Blurb for Janey Trelawney:
Janey’s life becomes more disaster movie than romcom when the ruthless Becca steams in to manage Cheney House. Her job as head gardener in peril and her self-confidence in tatters, Janey must fight back. Finding an ally in Will, who’s more Clark Kent than Superman, it’s up to them to save the day while owner Clare is away having her Shirley Valentine moment. It doesn’t help that everyone is in love with the wrong people!
Georgia Hill writes warm-hearted and up-lifting contemporary and timeslip romances about love, the power and joy in being an eccentric oldie and finding yourself and your community. There’s always a dog. It’s usually a naughty spaniel of which, unfortunately, she has had much experience. Her books are firmly rooted in small seaside towns similar to the one she lives in, and she loves history especially when it insists on rearing up and battering at the present.

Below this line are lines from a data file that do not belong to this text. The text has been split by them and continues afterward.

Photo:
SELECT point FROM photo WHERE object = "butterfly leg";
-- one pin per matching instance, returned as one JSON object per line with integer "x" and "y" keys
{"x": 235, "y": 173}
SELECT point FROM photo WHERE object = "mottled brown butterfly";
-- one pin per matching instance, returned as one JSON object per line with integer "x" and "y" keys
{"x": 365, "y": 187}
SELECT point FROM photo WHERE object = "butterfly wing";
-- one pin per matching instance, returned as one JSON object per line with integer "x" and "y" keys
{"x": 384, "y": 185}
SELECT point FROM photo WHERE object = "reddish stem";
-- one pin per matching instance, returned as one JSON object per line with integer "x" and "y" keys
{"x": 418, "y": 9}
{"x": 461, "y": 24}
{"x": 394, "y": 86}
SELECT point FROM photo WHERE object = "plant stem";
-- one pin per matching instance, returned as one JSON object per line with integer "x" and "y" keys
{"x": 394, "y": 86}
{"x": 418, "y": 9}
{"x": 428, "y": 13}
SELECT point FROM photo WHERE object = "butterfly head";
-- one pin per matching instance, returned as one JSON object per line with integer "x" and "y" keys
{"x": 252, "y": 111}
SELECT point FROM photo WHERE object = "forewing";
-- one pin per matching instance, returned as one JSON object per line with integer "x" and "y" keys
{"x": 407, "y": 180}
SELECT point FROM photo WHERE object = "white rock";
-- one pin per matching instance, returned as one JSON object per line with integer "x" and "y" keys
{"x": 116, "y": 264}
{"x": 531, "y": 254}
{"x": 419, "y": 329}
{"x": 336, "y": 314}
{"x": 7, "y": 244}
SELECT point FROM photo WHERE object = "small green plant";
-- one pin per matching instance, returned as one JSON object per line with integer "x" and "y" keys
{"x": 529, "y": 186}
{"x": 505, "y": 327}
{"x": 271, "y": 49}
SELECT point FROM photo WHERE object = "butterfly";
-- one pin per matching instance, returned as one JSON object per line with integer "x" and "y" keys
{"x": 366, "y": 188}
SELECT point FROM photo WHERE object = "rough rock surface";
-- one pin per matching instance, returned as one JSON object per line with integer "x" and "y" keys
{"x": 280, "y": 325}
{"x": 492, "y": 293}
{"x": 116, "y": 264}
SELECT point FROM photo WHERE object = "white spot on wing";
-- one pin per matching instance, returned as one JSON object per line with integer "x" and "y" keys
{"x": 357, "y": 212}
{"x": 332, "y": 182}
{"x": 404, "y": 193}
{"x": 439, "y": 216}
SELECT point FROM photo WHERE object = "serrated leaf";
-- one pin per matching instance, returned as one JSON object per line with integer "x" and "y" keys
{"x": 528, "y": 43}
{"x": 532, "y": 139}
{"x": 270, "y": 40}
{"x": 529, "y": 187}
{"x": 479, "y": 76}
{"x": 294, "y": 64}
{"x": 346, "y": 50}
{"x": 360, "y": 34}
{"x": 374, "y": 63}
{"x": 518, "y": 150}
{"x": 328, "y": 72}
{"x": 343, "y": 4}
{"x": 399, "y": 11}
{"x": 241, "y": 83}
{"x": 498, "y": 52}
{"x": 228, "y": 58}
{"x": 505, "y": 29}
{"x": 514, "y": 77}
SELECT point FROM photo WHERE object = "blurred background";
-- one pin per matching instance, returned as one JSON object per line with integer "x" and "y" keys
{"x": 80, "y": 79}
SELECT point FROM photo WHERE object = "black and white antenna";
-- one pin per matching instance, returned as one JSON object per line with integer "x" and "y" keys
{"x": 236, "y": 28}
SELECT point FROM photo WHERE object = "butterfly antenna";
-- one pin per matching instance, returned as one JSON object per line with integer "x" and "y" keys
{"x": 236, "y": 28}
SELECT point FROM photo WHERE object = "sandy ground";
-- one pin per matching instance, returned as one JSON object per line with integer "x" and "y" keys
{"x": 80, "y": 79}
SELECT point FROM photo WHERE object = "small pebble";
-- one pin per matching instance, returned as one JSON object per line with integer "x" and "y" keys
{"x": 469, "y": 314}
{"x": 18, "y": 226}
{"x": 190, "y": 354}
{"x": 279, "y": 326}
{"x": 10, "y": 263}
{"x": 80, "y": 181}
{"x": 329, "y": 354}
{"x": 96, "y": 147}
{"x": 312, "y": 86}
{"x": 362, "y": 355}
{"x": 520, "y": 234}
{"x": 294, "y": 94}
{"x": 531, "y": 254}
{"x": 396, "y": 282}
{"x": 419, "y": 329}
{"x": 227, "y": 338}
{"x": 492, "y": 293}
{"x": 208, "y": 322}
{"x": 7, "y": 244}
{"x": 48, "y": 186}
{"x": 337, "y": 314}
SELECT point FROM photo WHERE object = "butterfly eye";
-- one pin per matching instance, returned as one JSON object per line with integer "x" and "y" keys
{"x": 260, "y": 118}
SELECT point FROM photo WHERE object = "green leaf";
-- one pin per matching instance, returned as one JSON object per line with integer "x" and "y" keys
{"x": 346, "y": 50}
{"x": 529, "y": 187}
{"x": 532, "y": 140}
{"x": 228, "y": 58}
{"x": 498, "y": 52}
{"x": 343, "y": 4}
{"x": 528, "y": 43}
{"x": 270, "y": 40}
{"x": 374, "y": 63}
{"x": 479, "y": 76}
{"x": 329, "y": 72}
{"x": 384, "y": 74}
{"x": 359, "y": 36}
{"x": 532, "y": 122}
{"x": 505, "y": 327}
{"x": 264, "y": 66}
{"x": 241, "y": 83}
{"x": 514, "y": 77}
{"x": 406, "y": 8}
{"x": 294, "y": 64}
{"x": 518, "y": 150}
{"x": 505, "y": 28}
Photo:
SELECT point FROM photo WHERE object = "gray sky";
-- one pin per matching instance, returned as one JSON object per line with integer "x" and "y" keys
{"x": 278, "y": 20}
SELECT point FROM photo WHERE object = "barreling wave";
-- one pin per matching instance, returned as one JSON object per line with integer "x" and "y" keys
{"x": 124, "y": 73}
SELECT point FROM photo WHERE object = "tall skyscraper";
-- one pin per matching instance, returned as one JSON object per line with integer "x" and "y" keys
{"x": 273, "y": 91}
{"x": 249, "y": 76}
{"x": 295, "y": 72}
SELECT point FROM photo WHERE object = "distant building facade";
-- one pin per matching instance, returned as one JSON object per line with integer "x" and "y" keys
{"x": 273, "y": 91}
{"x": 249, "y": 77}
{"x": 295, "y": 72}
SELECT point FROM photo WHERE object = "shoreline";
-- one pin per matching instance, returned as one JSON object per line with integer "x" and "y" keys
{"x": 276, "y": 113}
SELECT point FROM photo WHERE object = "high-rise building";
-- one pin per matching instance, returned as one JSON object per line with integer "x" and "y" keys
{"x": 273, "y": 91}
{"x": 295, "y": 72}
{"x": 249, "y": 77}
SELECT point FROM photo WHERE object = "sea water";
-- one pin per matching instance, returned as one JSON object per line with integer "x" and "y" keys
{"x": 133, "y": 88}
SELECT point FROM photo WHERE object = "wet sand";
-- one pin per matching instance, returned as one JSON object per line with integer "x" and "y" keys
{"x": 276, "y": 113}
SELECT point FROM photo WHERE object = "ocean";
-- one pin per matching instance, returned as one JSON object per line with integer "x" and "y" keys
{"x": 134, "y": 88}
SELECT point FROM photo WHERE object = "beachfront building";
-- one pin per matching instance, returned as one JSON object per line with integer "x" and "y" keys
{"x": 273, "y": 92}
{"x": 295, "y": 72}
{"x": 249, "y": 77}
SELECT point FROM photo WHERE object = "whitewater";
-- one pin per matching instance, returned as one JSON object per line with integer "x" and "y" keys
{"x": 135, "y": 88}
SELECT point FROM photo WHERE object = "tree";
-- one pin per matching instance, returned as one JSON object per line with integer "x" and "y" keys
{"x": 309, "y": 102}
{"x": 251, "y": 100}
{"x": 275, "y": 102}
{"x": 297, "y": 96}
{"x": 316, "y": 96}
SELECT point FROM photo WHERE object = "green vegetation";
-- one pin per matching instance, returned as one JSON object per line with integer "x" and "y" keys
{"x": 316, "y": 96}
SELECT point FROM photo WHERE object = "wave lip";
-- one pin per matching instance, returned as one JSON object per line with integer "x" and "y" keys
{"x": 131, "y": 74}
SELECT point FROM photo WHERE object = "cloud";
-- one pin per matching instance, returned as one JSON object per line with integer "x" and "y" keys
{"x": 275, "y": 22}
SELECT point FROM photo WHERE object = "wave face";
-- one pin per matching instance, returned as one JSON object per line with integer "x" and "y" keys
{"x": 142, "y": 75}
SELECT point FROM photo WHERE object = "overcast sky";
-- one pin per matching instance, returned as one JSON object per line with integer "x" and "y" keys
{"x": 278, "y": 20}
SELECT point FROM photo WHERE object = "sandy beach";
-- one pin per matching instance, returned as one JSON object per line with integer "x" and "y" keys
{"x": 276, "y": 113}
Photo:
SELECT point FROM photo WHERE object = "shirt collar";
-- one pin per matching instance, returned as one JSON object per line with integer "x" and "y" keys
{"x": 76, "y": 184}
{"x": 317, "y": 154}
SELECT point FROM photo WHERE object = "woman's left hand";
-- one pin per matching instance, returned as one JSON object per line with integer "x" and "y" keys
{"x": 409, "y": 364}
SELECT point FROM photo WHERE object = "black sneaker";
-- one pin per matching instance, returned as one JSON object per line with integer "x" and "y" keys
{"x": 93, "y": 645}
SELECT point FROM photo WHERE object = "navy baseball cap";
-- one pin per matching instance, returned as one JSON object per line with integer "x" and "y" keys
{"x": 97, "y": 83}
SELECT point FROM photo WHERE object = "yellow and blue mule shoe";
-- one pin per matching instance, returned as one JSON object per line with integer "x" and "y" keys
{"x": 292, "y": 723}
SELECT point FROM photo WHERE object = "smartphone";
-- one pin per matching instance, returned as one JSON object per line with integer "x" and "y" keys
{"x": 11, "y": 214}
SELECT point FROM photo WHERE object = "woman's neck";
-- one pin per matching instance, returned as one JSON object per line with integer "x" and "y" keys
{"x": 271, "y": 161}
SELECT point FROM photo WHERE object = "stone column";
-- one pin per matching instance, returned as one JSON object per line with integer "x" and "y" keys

As a child she had an invisible friend called Gonky who lived on the third stair from the bottom. As an adult her invisible friends inhabit her head and refuse to leave until she commits them to paper. Readers of her books can escape into a cosy world of words and, no matter what challenges her characters face they will, ultimately, have a happy ending.
Website: http://www.georgiahill.co.ukBe the first to know when my next book is available! Follow me on social media for updates.
One thought on “Georgia Hill. Top Author Of The Week.”
Lots of brilliant, and very practical ideas of how to beat writer’s block. So glad they worked for you, Georgia, and I look forward to reading whatever the Buggary Book is called when it comes out in the Spring.
P S I loved all the other Berecombe books … and Janey Trelawney so keep on writing.